Now no matter, child, the name:
Sorrow's springs are the same.
Nor mouth had, no nor mind, expressed
What heart heard of, ghost guessed:
It is the blight man was born for,
It is Margaret you mourn for.

"Spring and Fall"
by Gerard Manley Hopkins

I don't know if this extends beyond Margaret and me, but autumn — my favorite season — sometimes puts me in a melancholy mood. I know the mood has arrived by the songs that start running through my head.

Paul Simon's 1973 song "American Tune" came to mind this morning. It takes me back to the disillusionment of the early 1970s. I remember listing to it with my mother. She was recently out of a terrible second marriage and I was fresh out of Sixties dreams and working as a writer. This was the era of Watergate, when revelations about the misdeeds of President Nixon filled the headlines. Somehow, probably because it's so lovely, it's long been one of my favorite songs.

Another song that reminds me of autumn is Joni Mitchell's "Urge for Going." Tom Rush's version is the one I heard first, and it's still my favorite.

And then there is the classic "Autumn Leaves." Many great singers have sung it, but for the past few years my favorite version has been the one recorded by the late Eva Cassidy.

This last song, "Shenandoah," came out of a distant memory. I've never been to the Shenandoah Valley, so I don't have any direct connection with it. But somehow, the ache for the past is there just like Margaret's mourning.
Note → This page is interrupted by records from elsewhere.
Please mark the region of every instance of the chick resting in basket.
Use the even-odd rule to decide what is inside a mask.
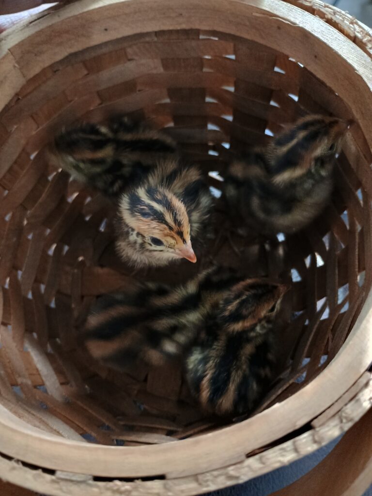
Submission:
[[[119,116],[107,126],[64,131],[50,156],[116,202],[117,251],[130,265],[196,261],[191,239],[202,242],[212,196],[198,168],[182,162],[170,138]]]
[[[330,200],[335,156],[352,124],[308,116],[232,163],[224,183],[231,215],[268,236],[309,224]]]

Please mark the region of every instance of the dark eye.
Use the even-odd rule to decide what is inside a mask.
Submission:
[[[275,309],[276,308],[276,305],[274,304],[271,308],[269,310],[269,313],[273,313],[275,311]]]
[[[158,238],[153,238],[152,236],[150,238],[150,242],[152,245],[155,245],[156,247],[162,247],[164,243],[161,240]]]

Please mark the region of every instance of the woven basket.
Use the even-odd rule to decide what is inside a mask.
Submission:
[[[0,477],[53,495],[200,494],[310,453],[366,413],[366,28],[315,0],[81,0],[9,30],[0,57]],[[240,423],[203,416],[180,367],[120,374],[76,346],[95,296],[131,279],[115,254],[112,206],[54,169],[44,149],[63,126],[118,111],[165,127],[217,189],[209,172],[223,176],[237,152],[268,142],[284,123],[309,112],[356,122],[332,202],[312,225],[271,250],[235,240],[240,257],[228,243],[211,247],[242,273],[294,281],[279,378]],[[180,279],[190,266],[168,272]],[[351,482],[286,495],[361,494],[371,482],[368,425],[358,431],[365,463],[350,463]],[[351,449],[353,436],[345,438]]]

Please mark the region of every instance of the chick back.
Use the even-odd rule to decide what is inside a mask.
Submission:
[[[91,355],[119,370],[136,360],[161,365],[180,355],[202,322],[198,277],[171,288],[138,285],[98,299],[82,340]]]
[[[56,136],[51,155],[75,179],[115,197],[176,155],[169,137],[123,116],[107,126],[85,123]]]

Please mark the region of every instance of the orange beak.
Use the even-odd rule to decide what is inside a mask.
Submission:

"You expected to be sad in the fall. Part of you died each year when the leaves fell from the trees and their branches were bare agains the wind and the cold, wintry light. But you knew there would always be the spring, as you knew the river would flow again after it was frozen. When the cold rains kept on and killed the spring, it was as though a young person died for no reason."
~ Ernest Hemingway, A Moveable Feast

Late addition for returning readers

My friend Susan Champlin, author of the excellent blog What Would Katherine Hepburn Do? (WWKHD), told me about Bruce Springsteen's version of "Shenandoah." I've fallen in love with it. It is the "Grapes of Wrath" rendition. Give it a listen.